7. Though Rosen does not say so in quite so many words, he seems to have particularly in mind David Lewis and the account of fiction he offered in Lewis 1979. Lewis’s account of fiction is one in which what is true in a fiction is what is true in certain possible worlds determined by the text of that fiction. Rosen points out that such accounts would have trouble dealing with fictions about the space of possible worlds as a whole (Rosen 1990, pp. 345–346). If the realist’s analysis of truth in fiction does not satisfactorily deal with what is true according to fictions like PW, the realist cannot claim to have an account of “According to PW…” that the fictionalist lacks (p. 346). So if Rosen is right, the realist cannot analyse away the locution that the fictionalist takes as primitive, so the realist cannot claim to be better off in choice of primitives.

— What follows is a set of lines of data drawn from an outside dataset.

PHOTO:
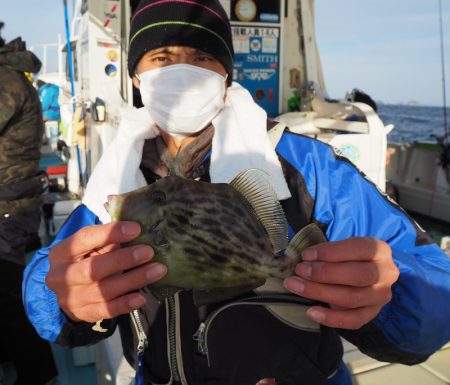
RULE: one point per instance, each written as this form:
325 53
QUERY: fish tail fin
308 236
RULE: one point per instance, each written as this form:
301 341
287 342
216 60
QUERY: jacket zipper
201 335
172 334
142 345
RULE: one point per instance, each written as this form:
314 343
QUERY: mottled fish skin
206 234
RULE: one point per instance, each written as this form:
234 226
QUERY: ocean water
413 123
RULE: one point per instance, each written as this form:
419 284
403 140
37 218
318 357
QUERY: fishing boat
277 60
419 173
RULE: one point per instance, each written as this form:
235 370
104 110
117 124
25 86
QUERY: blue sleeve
415 323
40 302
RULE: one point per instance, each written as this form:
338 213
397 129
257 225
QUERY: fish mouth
158 236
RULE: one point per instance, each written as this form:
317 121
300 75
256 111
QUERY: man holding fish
238 263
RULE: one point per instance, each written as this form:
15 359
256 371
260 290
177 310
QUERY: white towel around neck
240 143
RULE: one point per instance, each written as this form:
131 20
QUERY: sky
390 49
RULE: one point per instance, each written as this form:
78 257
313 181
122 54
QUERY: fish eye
158 197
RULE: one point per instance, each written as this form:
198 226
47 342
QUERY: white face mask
182 98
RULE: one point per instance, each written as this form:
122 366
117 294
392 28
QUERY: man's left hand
353 276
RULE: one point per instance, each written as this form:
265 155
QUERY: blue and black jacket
247 343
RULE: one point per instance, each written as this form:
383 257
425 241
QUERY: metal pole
69 49
444 93
72 85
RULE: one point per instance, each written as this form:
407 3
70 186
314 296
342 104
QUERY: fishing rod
444 93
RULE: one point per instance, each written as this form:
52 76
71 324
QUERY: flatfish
214 236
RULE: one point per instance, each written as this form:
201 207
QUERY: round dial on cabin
245 10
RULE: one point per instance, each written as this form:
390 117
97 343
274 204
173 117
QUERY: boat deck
367 371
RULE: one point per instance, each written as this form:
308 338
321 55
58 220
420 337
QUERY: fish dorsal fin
308 236
257 190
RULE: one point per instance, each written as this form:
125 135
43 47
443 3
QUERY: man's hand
87 272
353 276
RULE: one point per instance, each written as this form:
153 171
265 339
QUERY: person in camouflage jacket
21 186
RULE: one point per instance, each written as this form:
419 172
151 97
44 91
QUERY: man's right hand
87 272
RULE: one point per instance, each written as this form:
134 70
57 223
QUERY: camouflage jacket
21 131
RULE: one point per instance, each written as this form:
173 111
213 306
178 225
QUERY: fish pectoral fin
206 297
308 236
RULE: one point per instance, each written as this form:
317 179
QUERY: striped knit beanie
200 24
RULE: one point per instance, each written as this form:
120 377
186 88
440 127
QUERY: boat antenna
69 48
444 94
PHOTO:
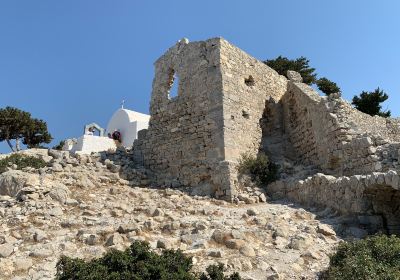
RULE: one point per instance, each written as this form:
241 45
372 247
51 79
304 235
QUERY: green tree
373 258
369 102
327 86
36 133
283 64
137 263
18 125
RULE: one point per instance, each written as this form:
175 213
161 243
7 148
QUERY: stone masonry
196 138
230 103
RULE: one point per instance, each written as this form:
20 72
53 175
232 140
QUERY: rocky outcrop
13 181
61 213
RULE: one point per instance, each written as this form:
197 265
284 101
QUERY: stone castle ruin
229 103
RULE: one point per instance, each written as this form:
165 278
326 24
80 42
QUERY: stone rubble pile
81 206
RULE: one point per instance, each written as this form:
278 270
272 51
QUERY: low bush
374 258
21 161
260 168
59 146
216 272
137 263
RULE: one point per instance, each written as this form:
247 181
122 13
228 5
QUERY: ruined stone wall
247 84
314 131
184 141
340 140
197 138
373 200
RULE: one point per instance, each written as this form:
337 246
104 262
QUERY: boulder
13 181
325 230
59 192
6 250
294 76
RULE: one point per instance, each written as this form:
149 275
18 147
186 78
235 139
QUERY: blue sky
72 62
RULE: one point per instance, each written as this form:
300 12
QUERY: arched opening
385 210
173 84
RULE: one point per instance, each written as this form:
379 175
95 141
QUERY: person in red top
116 136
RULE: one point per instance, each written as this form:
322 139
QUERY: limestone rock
294 76
325 230
247 251
13 181
6 250
59 192
115 239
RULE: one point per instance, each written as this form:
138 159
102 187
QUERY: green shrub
326 86
260 168
136 262
374 258
216 272
21 161
59 146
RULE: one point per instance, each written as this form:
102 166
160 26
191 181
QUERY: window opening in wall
173 84
249 81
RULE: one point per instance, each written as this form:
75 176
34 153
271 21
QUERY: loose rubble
86 209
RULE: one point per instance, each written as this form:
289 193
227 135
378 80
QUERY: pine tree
327 86
283 64
18 125
369 102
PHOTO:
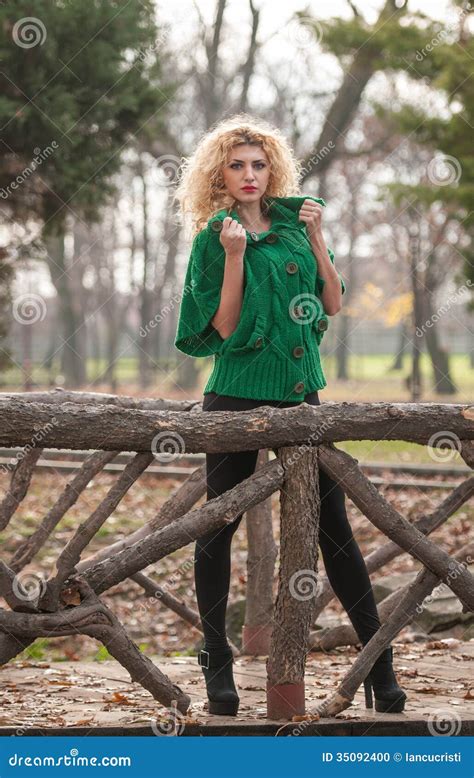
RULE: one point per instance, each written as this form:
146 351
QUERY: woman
259 287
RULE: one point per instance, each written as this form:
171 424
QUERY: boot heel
387 706
368 694
222 696
223 708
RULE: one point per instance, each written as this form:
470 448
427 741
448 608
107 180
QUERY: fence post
297 582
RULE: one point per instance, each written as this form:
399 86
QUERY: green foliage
90 84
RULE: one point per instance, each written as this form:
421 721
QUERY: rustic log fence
303 438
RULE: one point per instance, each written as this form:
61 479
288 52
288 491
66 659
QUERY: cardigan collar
283 210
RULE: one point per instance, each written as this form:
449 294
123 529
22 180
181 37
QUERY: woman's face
246 172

Rosen recognizes that the realist might eventually be able to account for even this class of fictions using possible worlds, and should that day come the realist will be able to reclaim the advantage of avoiding the “according to PW” primitive.

The sort of treatment offered by Lewis 1979 notoriously faces difficulties in dealing with impossible fictions more generally, especially ones in which it is not straightforward to divide the fictions into consistent subfictions. But there are world-based treatments of fiction that are arguably more successful at dealing with these problems: Routley 1990 (Ch. 7) is one example. Another way of developing a more adequate account of impossible fictions is to stay classical but supplement the theory of Lewis 1979 with impossible worlds (classical accounts of impossible worlds include Nolan 1997b and Zalta 1997, among others). So Rosen’s tu quoque is shaky, at best. In any case, an analysis of fiction which relied in part on some modal resource or other need not look very much like the traditional approaches employing possible worlds, and it does not seem that Rosen has given us reason to suppose that such analyses of fiction could not be made to work.

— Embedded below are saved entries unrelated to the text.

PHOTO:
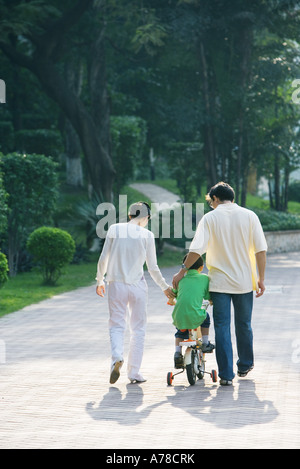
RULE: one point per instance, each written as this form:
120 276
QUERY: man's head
198 265
140 211
220 193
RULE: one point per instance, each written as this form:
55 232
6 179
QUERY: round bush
52 249
3 269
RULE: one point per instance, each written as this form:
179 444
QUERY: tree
36 37
3 205
31 183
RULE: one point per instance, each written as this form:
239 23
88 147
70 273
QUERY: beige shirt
230 236
126 249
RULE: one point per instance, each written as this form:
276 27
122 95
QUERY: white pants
123 297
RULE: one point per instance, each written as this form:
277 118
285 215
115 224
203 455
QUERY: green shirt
193 289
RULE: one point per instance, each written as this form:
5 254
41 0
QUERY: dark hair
139 210
199 263
222 190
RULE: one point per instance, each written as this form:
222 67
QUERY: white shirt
231 236
126 249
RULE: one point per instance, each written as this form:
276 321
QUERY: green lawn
27 288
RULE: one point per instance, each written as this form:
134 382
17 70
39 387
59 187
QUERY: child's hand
100 290
169 293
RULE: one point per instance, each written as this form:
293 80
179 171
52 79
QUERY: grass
27 288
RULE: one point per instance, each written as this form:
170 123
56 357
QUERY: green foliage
186 166
294 191
32 185
3 269
52 250
3 206
272 220
128 140
41 141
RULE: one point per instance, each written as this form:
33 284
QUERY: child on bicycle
188 312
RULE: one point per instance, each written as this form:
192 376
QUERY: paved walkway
54 389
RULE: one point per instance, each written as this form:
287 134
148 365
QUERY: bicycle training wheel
170 378
191 368
201 367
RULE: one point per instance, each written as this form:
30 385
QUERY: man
127 247
234 243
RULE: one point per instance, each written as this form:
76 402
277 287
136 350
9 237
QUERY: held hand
100 290
177 278
169 293
261 288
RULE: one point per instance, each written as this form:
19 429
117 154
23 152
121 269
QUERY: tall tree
35 37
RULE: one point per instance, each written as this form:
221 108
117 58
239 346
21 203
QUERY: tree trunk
98 160
74 174
209 143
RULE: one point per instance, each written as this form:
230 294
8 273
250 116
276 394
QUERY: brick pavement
54 390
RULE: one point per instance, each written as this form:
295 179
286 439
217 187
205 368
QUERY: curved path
55 391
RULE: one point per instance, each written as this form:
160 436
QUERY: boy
127 247
188 312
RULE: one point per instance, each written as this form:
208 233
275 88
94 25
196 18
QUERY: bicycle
194 358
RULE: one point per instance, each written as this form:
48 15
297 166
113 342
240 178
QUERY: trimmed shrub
52 249
3 269
272 220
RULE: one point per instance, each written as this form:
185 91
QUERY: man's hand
261 288
100 290
169 293
177 278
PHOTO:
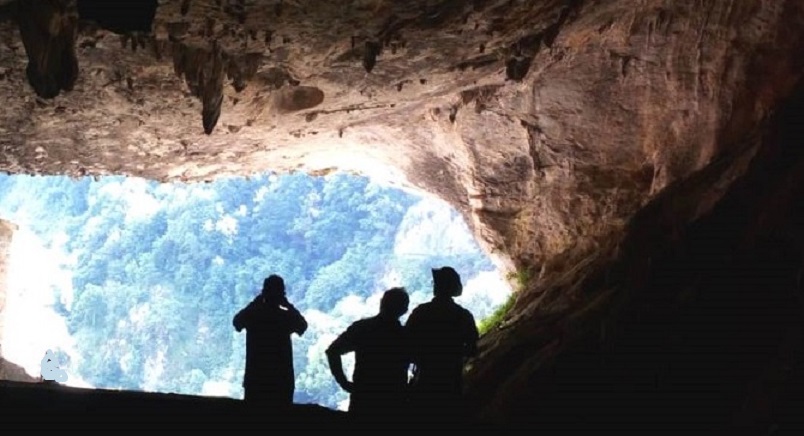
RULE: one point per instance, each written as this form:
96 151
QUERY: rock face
577 137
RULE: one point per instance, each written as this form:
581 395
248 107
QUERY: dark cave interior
694 318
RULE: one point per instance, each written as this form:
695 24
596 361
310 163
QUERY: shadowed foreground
32 406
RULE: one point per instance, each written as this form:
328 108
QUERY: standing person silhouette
381 361
269 321
442 334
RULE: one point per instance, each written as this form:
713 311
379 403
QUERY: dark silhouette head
394 302
446 282
273 288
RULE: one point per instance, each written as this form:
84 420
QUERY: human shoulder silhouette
270 320
442 335
382 360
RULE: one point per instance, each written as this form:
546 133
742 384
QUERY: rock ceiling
545 122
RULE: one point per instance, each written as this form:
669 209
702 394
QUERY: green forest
161 269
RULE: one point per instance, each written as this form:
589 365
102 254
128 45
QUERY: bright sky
34 273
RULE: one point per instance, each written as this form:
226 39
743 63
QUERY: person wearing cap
442 336
270 320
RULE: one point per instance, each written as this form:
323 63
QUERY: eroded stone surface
546 123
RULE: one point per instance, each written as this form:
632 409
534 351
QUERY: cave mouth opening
133 283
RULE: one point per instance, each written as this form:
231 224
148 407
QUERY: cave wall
691 319
545 123
579 138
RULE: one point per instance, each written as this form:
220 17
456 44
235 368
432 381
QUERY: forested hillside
160 269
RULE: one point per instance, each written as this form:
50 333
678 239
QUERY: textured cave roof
544 122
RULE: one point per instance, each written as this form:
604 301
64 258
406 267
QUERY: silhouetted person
442 334
269 321
381 360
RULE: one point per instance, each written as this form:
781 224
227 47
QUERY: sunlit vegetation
156 271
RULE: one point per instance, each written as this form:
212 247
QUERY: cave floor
39 406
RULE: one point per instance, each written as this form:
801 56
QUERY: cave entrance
133 284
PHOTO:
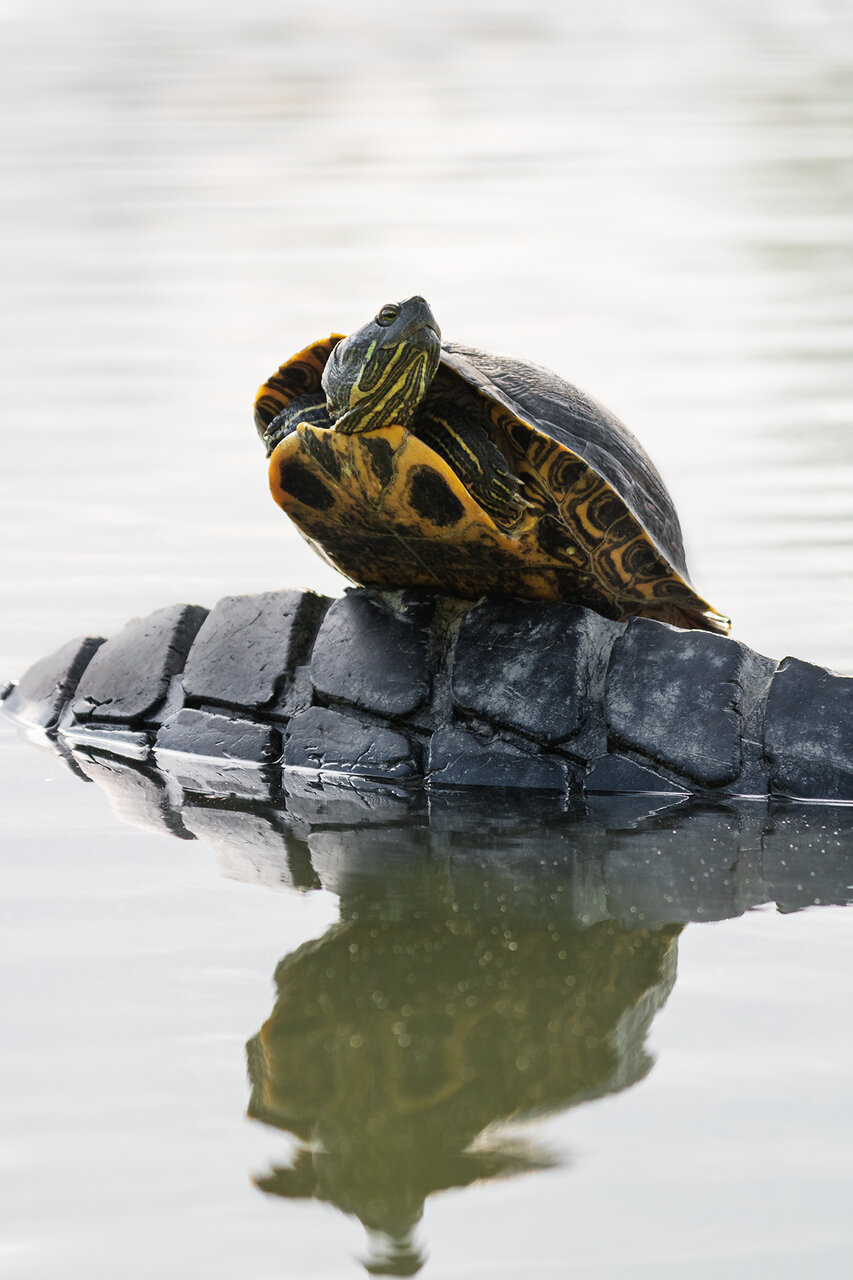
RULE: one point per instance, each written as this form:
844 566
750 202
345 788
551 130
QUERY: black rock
808 732
44 690
372 656
459 758
616 773
249 647
673 695
137 795
219 755
128 677
523 664
324 740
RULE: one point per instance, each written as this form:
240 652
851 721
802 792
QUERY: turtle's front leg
304 408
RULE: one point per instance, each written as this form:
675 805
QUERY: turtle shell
600 528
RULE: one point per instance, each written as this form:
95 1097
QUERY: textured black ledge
411 688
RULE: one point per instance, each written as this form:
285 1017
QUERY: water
658 204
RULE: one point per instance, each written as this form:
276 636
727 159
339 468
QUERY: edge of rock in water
415 689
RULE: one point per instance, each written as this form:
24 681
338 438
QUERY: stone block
129 676
324 740
372 656
808 732
673 695
459 758
219 737
249 647
44 690
137 795
620 775
523 664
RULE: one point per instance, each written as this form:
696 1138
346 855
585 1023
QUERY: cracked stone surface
673 695
323 739
460 759
413 690
129 675
808 731
619 773
219 737
42 691
372 656
249 647
524 668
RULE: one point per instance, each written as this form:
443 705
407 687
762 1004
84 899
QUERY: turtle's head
379 375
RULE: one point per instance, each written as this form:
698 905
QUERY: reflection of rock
398 1047
497 958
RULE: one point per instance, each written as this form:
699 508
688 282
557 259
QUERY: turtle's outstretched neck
448 469
425 694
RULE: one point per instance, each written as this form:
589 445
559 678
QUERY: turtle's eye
387 315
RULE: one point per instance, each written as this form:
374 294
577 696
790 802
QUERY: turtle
413 462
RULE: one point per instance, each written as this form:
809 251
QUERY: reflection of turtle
398 1048
414 464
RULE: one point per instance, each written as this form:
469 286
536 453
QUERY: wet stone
673 695
42 691
523 664
219 737
249 647
138 795
135 744
324 740
808 732
372 656
129 676
457 758
619 773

8. This section replaces longer discussions of these concerns: those looking for longer discussions, perhaps because of references in the wider literature, can find them in the 2016 version of this encyclopedia entry.

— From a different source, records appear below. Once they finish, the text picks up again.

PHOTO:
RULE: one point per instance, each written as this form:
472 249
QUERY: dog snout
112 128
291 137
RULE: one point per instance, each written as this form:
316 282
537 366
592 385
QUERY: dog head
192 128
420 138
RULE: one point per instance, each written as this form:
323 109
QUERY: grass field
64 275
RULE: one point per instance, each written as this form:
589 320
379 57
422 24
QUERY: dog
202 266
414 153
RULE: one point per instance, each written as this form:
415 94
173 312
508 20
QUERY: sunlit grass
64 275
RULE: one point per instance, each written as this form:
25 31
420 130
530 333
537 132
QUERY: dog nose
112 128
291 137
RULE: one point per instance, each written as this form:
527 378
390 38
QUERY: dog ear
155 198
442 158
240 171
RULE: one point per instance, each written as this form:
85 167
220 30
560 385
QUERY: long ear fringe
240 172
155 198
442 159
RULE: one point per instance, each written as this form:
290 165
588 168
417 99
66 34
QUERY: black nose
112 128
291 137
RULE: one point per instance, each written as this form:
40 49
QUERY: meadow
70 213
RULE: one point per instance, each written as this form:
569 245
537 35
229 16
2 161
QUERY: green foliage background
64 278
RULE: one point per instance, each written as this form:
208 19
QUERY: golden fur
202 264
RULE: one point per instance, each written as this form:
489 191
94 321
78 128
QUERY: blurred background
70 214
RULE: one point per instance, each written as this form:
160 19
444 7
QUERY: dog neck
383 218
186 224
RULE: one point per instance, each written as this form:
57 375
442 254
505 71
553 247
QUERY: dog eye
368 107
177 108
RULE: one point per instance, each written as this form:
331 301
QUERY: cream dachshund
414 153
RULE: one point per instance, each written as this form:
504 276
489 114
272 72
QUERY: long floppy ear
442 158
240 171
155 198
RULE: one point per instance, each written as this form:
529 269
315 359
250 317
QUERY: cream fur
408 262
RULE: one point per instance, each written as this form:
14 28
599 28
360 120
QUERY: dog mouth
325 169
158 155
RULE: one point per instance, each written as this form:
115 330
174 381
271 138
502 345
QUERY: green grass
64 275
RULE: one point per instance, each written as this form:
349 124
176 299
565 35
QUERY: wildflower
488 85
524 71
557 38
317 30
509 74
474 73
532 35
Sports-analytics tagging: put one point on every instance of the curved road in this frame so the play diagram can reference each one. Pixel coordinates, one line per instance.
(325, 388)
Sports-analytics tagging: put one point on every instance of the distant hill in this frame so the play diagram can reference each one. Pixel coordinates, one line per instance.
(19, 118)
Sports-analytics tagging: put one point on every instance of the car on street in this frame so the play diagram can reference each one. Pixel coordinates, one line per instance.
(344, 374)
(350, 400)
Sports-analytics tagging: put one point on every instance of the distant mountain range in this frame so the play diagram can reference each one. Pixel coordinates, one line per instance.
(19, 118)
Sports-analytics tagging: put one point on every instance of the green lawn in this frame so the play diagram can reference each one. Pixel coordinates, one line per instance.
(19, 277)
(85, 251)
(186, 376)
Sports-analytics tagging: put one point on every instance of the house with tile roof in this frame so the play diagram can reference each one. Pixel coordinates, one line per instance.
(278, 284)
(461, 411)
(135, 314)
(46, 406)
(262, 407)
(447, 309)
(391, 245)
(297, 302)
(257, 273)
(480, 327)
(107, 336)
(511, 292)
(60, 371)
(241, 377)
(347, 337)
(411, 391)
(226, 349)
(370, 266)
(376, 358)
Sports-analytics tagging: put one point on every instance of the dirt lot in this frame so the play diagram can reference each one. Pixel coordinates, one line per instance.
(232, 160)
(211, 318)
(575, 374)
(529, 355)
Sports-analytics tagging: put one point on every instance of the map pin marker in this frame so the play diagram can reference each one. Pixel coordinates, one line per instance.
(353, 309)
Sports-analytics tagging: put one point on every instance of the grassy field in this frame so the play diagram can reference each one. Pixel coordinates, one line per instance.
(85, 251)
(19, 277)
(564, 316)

Notes to the Supplement A Persisting Problem For Fictionalism About Possible Worlds

9. Another version of the central objection in this piece to the Menzies/Pettit proposal has been developed independently by David Lewis.

10. This is the account of possible worlds that is treated as the fiction about possible worlds by Gideon Rosen, (1990) and by Menzies and Pettit (1994), and by Brock (1993).

11. We use the term “Lewis story” it when discussing the specific proposal that takes Lewis’ theory as the fiction rather than using the term “PW” or “the fiction of a plurality of worlds”, as obviously one could employ a story about the existence of many possible worlds without it agreeing with the story told by David Lewis. (One could have trans-world identity rather than counterparts, for example).

12. See Menzies and Pettit (1994), p. 35, for this “Last Difficulty”. They attribute this further objection to Stuart Brock.

13. At1, for those who wish to be precise in the manner described in Menzies and Pettit (1994), p. 33

14. These reasons for rejecting this move are the same sorts of reasons that Brock (1993, pp. 149–150) outlines for not arbitrarily ruling “Necessarily there are many worlds” out of consideration by a fictionalist theory.

15. I am especially indebted to Peter Menzies and Philip Pettit for encouragement as well as helpful comments and discussion.